EDIT: I should say that this could get complex, whereby I would like to check a bunch of tables and their data against a “Model” to see whether a particular object is following rules. For example there might be a “Model” customer and you want to check how many customers don’t follow the model rules, e.g. Cash, Last Payment, Nationality etc.
EDIT: Following on from a couple of comments, I fully understand that “invalid” data should be prevented from been entered in the first place. My scenario deals with the fact that the data may be perfectly valid, however it might not follow “house rules”, things that don’t follow the rules might then need to be justified.
5 Solutions collect form web for “Checking a data conforms to a list of rules”
As it isn’t mentioned yet, I’d suggest you’d take a look at the data mining capabilities of SQLServer. One of them is the abbility to highlight exceptions in your data.
Take a look at this Highlight Exceptions Video Tutorial to get you started.
Create a script of SQL statements, with one statement being equal to a single rule. In your example, your statement might be:
INSERT INTO EXCEPTION (RULE_NAME, DETAIL) VALUES ("CASH_LEVEL_LOW", SELECT CUSTOMER_ID FROM CUSTOMER WHERE CUSTOMER.CASH < 50);
I’m not up-to-date on the syntax, but you should be able to get the gist of the idea from here. It would insert into another table one record per violation, with sufficient data so that you could locate the record easily.
Your best bet might be to create a maintenance plan in SQL Server, with one step in the plan for each rule.

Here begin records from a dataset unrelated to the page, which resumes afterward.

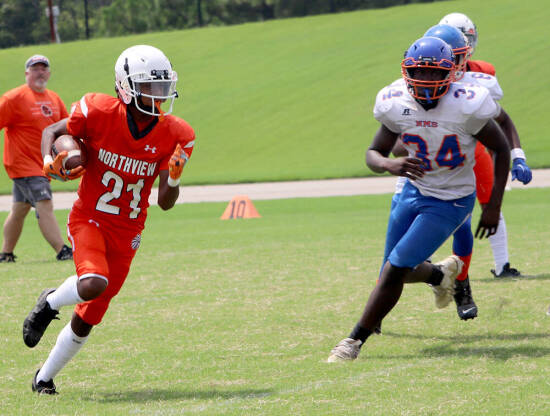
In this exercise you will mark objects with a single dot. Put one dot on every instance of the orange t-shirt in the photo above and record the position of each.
(486, 68)
(24, 113)
(120, 168)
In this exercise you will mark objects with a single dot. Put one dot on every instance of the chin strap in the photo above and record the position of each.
(427, 93)
(161, 113)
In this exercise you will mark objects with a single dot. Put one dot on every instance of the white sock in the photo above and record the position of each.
(66, 294)
(499, 244)
(66, 347)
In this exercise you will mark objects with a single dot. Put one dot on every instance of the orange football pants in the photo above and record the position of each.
(104, 251)
(485, 174)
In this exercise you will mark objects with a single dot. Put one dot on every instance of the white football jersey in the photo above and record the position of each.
(442, 137)
(485, 80)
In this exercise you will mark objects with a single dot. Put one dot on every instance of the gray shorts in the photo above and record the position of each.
(31, 189)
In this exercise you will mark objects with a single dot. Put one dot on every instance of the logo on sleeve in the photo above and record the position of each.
(46, 110)
(148, 148)
(136, 241)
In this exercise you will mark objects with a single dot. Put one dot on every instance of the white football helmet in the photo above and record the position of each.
(144, 71)
(465, 25)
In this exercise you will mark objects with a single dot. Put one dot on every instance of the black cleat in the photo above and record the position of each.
(38, 319)
(43, 387)
(466, 308)
(66, 253)
(7, 258)
(507, 271)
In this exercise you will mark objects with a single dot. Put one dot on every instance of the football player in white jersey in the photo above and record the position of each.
(463, 239)
(483, 169)
(439, 123)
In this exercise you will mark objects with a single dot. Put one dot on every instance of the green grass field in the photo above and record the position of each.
(237, 318)
(292, 99)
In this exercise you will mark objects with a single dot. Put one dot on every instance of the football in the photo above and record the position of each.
(73, 147)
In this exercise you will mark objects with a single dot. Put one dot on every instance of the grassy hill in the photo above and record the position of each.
(292, 99)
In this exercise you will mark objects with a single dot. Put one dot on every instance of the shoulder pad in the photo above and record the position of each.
(488, 81)
(468, 97)
(386, 98)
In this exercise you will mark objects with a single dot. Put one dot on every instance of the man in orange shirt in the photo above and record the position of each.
(484, 164)
(130, 141)
(24, 112)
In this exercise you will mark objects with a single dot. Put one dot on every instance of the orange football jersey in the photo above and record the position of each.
(25, 113)
(481, 66)
(122, 165)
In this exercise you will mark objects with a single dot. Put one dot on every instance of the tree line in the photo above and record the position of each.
(24, 22)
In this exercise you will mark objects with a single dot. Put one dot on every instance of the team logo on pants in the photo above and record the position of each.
(136, 241)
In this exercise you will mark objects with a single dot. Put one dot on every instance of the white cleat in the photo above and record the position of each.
(444, 292)
(347, 350)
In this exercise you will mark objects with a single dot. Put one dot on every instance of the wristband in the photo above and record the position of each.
(517, 153)
(173, 182)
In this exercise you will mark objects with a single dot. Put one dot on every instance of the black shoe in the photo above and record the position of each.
(38, 319)
(7, 258)
(466, 308)
(66, 253)
(507, 271)
(43, 387)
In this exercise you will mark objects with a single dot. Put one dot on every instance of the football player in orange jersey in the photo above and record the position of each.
(483, 168)
(130, 141)
(24, 112)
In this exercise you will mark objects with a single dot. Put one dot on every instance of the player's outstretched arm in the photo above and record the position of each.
(50, 133)
(53, 168)
(167, 194)
(170, 179)
(520, 169)
(492, 137)
(377, 157)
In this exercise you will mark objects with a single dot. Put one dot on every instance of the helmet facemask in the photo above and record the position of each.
(427, 91)
(462, 56)
(145, 79)
(156, 87)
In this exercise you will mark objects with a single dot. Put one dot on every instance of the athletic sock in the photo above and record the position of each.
(436, 277)
(360, 333)
(66, 347)
(66, 294)
(464, 273)
(499, 244)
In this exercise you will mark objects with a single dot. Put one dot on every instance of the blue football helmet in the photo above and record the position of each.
(458, 42)
(433, 55)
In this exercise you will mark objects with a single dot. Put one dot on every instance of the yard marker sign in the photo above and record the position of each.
(240, 207)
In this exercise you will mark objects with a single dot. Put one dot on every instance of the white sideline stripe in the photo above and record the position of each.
(84, 107)
(282, 190)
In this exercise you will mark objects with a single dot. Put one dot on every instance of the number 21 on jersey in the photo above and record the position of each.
(118, 183)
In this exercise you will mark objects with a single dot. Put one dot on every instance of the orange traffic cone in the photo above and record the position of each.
(240, 207)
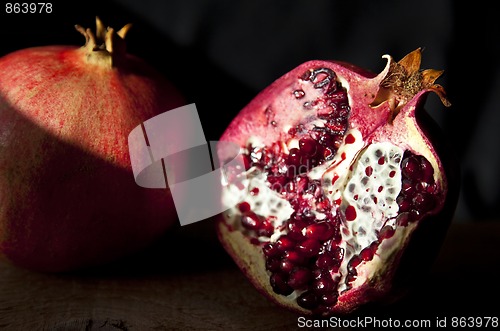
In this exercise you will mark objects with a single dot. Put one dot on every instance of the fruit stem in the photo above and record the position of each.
(105, 46)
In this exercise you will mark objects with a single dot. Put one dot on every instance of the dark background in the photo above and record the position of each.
(221, 53)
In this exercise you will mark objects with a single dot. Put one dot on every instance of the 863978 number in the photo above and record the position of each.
(28, 8)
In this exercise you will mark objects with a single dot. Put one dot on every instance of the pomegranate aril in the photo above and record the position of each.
(319, 231)
(309, 247)
(273, 264)
(294, 157)
(244, 207)
(251, 221)
(295, 258)
(386, 232)
(285, 243)
(308, 300)
(266, 229)
(286, 265)
(329, 299)
(279, 284)
(271, 250)
(323, 285)
(299, 278)
(307, 146)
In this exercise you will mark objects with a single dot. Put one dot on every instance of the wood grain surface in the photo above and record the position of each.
(187, 282)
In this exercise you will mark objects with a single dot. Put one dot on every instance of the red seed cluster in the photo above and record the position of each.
(418, 188)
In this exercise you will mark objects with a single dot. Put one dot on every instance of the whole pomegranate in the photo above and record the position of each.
(68, 198)
(344, 200)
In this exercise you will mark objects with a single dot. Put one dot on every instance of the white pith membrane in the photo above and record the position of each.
(366, 178)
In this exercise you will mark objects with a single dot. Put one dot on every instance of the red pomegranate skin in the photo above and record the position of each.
(68, 199)
(306, 252)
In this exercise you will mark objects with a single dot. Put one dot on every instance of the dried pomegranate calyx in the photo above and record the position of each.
(105, 47)
(405, 80)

Each rule would check the data and insert into an exception table if it found any nonconforming rules. This would allow for you to leverage the tools provided by SQL Server and maintain fairly easy maintenance of the rules themselves (adding, removing, and reordering).
I would quite like the system to be dynamic, i.e. it’s quite easy to define new rules.

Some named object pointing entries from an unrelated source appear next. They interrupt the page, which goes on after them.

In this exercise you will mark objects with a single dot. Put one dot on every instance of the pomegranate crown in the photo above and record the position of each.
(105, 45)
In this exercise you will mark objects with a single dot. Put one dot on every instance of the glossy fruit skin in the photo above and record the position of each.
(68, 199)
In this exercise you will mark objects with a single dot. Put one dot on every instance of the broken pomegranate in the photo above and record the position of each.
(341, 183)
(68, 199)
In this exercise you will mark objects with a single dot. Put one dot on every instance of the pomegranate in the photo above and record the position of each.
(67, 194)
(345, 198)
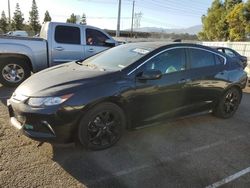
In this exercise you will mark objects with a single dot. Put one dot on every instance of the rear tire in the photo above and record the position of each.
(13, 71)
(228, 103)
(102, 126)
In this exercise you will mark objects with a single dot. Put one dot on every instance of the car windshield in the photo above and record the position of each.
(118, 58)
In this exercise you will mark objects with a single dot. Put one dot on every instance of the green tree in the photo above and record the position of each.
(237, 23)
(17, 20)
(230, 4)
(214, 23)
(246, 13)
(47, 17)
(72, 18)
(83, 20)
(34, 18)
(3, 23)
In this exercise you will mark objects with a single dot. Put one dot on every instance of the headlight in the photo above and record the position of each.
(48, 101)
(19, 97)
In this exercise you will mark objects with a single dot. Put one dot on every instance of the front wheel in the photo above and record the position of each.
(13, 72)
(101, 126)
(228, 103)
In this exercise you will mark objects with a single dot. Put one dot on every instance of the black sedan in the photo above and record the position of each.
(125, 87)
(233, 54)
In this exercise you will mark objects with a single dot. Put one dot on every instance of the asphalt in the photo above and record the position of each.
(195, 151)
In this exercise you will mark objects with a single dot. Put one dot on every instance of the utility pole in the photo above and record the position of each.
(9, 11)
(133, 12)
(118, 20)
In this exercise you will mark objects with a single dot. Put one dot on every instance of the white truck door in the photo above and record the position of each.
(67, 44)
(95, 41)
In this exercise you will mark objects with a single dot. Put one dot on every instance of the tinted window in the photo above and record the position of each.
(219, 60)
(168, 62)
(201, 58)
(230, 53)
(119, 57)
(67, 35)
(95, 37)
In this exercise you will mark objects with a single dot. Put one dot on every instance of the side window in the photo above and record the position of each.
(168, 61)
(201, 58)
(67, 35)
(219, 60)
(95, 37)
(229, 53)
(220, 50)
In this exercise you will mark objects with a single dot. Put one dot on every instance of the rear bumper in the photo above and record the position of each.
(44, 127)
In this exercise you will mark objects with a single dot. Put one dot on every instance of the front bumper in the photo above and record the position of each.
(56, 125)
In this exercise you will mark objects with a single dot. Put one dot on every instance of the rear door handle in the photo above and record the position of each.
(184, 80)
(91, 50)
(59, 48)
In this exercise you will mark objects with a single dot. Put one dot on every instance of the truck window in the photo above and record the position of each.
(67, 35)
(95, 37)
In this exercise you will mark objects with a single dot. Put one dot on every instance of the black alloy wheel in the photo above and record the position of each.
(13, 72)
(229, 103)
(102, 126)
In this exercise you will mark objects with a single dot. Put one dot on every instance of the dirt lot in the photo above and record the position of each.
(188, 152)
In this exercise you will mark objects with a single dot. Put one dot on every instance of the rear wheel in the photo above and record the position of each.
(101, 126)
(13, 72)
(228, 103)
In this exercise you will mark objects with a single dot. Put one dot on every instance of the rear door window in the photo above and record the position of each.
(169, 61)
(201, 58)
(95, 37)
(230, 53)
(67, 35)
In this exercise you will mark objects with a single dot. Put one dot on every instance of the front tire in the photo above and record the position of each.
(228, 103)
(13, 71)
(102, 126)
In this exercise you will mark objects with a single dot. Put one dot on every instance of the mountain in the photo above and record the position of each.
(190, 30)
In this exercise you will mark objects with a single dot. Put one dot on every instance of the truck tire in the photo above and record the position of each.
(13, 71)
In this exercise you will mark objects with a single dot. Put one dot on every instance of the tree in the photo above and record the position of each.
(47, 17)
(214, 23)
(17, 21)
(237, 23)
(34, 18)
(3, 22)
(72, 18)
(83, 20)
(246, 13)
(230, 4)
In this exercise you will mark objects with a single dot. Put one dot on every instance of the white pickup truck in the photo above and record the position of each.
(58, 43)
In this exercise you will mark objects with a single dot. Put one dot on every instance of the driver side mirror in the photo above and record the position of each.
(109, 42)
(150, 75)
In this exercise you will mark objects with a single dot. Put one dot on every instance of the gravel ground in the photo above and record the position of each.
(188, 152)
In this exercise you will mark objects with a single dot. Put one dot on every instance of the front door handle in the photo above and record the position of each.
(91, 50)
(184, 81)
(59, 48)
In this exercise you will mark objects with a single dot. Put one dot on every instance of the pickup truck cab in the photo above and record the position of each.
(58, 43)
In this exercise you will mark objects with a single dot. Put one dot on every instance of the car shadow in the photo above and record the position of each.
(5, 93)
(122, 164)
(90, 168)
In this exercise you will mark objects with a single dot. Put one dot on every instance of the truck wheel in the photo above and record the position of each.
(13, 72)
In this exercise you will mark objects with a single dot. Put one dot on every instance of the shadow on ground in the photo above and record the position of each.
(5, 93)
(136, 159)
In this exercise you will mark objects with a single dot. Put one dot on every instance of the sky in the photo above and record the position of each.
(103, 13)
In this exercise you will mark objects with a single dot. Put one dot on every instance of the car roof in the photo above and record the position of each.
(156, 45)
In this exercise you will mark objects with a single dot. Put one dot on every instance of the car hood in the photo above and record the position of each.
(60, 80)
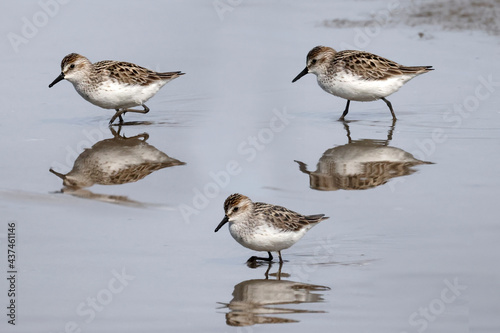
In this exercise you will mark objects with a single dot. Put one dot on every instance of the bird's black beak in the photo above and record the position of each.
(301, 74)
(224, 221)
(59, 78)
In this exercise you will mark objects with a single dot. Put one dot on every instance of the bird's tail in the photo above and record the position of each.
(416, 69)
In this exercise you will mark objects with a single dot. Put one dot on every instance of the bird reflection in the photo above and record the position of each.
(114, 161)
(360, 164)
(259, 301)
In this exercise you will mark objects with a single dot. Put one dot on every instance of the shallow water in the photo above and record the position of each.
(409, 246)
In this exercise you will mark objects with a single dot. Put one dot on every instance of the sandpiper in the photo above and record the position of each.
(113, 84)
(357, 75)
(265, 227)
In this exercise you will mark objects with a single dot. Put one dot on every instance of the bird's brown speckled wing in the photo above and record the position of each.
(129, 73)
(373, 67)
(284, 218)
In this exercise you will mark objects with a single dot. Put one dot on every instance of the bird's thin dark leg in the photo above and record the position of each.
(254, 258)
(119, 113)
(279, 271)
(346, 110)
(390, 107)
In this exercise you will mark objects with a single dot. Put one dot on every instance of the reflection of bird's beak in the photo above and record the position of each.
(59, 78)
(301, 74)
(60, 175)
(224, 221)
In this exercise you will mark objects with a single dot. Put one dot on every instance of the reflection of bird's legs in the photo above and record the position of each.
(254, 258)
(119, 113)
(266, 274)
(346, 110)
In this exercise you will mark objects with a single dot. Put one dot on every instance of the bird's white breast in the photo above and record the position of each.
(112, 94)
(353, 87)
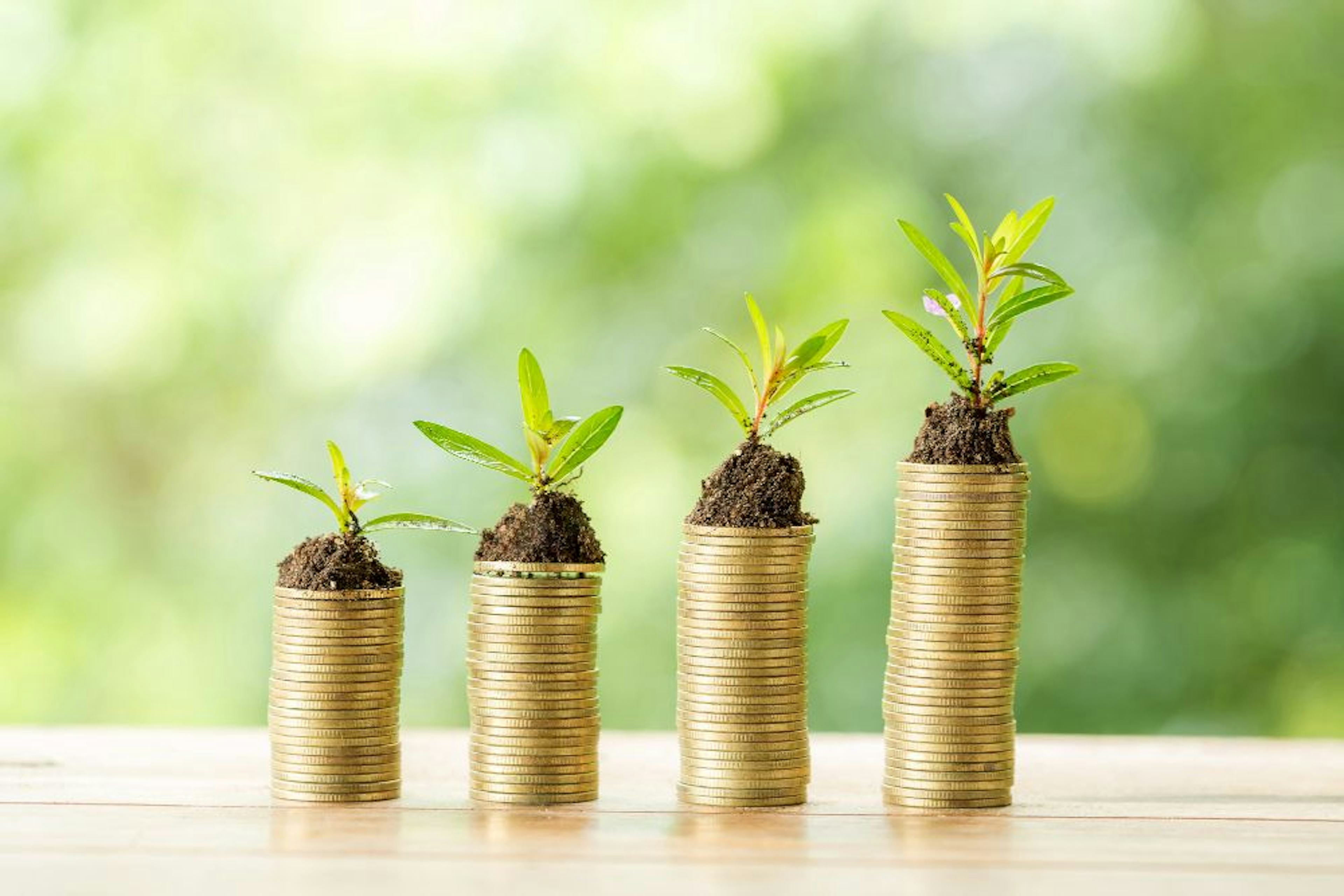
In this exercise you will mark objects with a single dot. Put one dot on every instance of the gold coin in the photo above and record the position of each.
(334, 683)
(533, 678)
(790, 792)
(534, 800)
(498, 726)
(790, 552)
(320, 770)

You already have such a system; it is your database. In particular, check constraints serve to prevent invalid data from being entered at all.

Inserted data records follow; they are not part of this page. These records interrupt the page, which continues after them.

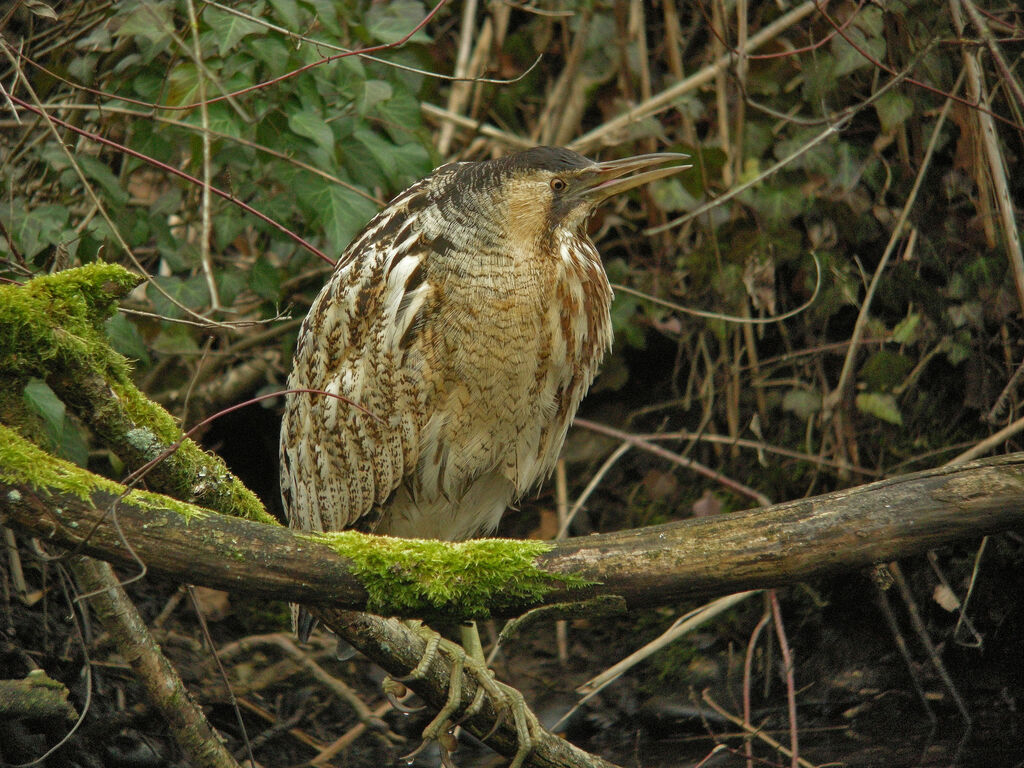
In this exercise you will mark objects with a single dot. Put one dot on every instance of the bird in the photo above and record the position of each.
(437, 372)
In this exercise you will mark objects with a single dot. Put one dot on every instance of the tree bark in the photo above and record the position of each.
(697, 558)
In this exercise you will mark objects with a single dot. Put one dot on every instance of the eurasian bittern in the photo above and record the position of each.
(469, 317)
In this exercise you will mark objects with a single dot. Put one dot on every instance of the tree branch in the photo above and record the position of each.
(772, 546)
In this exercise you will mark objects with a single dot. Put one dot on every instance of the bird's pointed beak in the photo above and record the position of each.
(615, 176)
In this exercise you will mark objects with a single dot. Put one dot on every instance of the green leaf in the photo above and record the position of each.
(101, 174)
(264, 280)
(374, 91)
(152, 22)
(380, 150)
(34, 228)
(802, 402)
(389, 23)
(190, 293)
(309, 124)
(906, 330)
(893, 110)
(343, 213)
(881, 407)
(229, 29)
(62, 433)
(885, 370)
(287, 11)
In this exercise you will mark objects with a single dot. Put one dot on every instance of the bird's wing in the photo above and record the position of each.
(342, 459)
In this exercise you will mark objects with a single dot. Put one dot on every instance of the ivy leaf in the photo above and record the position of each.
(34, 228)
(802, 402)
(389, 23)
(101, 174)
(342, 212)
(893, 110)
(881, 407)
(309, 124)
(229, 29)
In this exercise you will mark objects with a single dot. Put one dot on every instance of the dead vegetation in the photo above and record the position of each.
(833, 296)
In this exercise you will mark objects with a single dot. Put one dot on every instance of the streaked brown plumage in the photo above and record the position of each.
(469, 317)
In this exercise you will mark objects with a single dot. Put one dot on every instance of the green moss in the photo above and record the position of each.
(74, 304)
(54, 324)
(426, 578)
(22, 463)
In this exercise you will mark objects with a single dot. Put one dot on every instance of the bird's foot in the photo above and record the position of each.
(506, 700)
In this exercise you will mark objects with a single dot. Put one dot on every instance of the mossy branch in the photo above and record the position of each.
(772, 546)
(52, 328)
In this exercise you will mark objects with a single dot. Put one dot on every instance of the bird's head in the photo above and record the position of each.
(548, 188)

For a case like your example — where you want to allow the value but flag it — write a view, and have a client application issue an error if the view has any rows.
Here’s an example:
create view low_on_cash as select * from table where “Cash%” < 50 ;
In the client, you’d raise an error if
“select count(*) from low_on_cash” didn’t return 0;
If you established a convention that all such views were named with a prefix, e.g., “error_report”, your client could select all such view names from the systables for the database in one query, then iterate that list by calling
"select count(*) from " + viewname; logging an error for any that returned more than zero rows.
Since this would be data-driven, adding a new error report would consist of nothing more than creating a view with the proper name prefix; you’d not have to recompile the client.
The additional advantage is that adding any rule engine would require learning its Domain Specific Language for writing rules, training new staff on it, and even then inevitably there would be corner cases the rules didn’t easily cover. Your coders already know SQL, and it’s based on a 17 year old ANSI Standard based on 20 earler years of use, so most of the corner cases have been ironed out of the language.
Personally I don’t allow data to be entered in my database that doesn’t follow the business rules. That is what check constraints, unique indexes, and triggers are for.